Prove that the angles opposite to equal sides of a triangle are equal.

Answer 1

Hint: To solve this question, we will use the special properties of the isosceles triangle that two of its sides are equal and that the altitude is the same as the median. Further, in this problem, we will use the properties of congruence to prove that the angles opposite to equal sides of a triangle are equal.

Complete step-by-step answer:
Before solving the problem, we should know the basics of how we can apply the results of congruency to get the answer to the above problem in hand. For reference to the above solution, we will refer to the following diagram of triangle ABC below.

Thus, we have a triangle ABC.
Now we will construct a line CD which is perpendicular to the side AB.
We are given that two sides are equal (in this case, we take AC=BC).
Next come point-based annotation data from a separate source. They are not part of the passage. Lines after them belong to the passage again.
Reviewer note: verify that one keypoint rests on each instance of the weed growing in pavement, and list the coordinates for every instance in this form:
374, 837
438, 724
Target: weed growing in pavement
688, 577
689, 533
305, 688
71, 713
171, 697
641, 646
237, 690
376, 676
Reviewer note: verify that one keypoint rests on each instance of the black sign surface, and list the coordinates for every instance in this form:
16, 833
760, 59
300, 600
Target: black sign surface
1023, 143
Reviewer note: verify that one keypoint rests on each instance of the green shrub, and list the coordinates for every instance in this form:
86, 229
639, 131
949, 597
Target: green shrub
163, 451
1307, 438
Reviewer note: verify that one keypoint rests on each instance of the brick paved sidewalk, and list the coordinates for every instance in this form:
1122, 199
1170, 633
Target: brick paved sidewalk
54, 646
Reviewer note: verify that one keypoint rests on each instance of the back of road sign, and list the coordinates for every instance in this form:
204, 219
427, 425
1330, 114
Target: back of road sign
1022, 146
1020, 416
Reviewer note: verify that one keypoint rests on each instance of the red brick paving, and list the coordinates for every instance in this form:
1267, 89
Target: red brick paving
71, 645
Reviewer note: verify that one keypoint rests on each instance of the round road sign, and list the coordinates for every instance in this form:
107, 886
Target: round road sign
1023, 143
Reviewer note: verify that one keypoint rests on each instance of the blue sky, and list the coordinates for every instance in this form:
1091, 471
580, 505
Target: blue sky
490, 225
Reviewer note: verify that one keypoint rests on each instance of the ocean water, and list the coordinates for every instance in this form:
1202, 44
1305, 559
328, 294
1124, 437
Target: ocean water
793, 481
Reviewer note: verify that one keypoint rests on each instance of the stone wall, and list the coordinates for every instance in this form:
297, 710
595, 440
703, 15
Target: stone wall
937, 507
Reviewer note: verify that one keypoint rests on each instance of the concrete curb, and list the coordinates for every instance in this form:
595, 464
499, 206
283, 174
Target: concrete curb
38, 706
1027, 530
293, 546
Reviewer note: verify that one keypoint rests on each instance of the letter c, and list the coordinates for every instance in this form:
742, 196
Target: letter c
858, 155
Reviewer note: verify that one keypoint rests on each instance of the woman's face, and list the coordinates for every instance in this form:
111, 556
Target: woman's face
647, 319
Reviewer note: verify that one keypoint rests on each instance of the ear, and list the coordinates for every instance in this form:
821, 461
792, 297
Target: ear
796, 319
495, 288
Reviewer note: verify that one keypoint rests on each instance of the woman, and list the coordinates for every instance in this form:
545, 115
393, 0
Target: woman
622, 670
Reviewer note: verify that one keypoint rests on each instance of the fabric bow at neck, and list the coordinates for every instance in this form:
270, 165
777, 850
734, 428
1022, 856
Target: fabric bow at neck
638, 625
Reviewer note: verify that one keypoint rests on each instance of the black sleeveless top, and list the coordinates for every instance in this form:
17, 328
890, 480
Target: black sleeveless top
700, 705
We would then have to prove that angle A = angle B. Thus, we will consider two triangles, triangle ADC and triangle BDC. From both these triangles, we have,
AC = BC (according to question)
Angle ADC = angle BDC = 90 degrees (CD is the altitude a shown)
CD = CD (common side of both triangles)
Thus, according to the RHS criteria of congruence, which states that two triangles are congruent if both are right-angled, hypotenuse are equal (AC = BC) and one other side is equal (CD = CD). Thus triangles ADC and BDC are congruent to each other. This means all their properties and values are exactly the same. Thus, we can conclude that angle A = angle B.
Hence, proved.

Note: In this problem, we used the RHS criteria to prove the congruence. We also have many other congruence criteria like SSS (side, side side), SAS (side, angle and side), ASA (angle, side and angle) and AAS (angle, angle and side). For example, if two triangles have all the sides of the same length, we can use the SSS criteria to prove their congruency.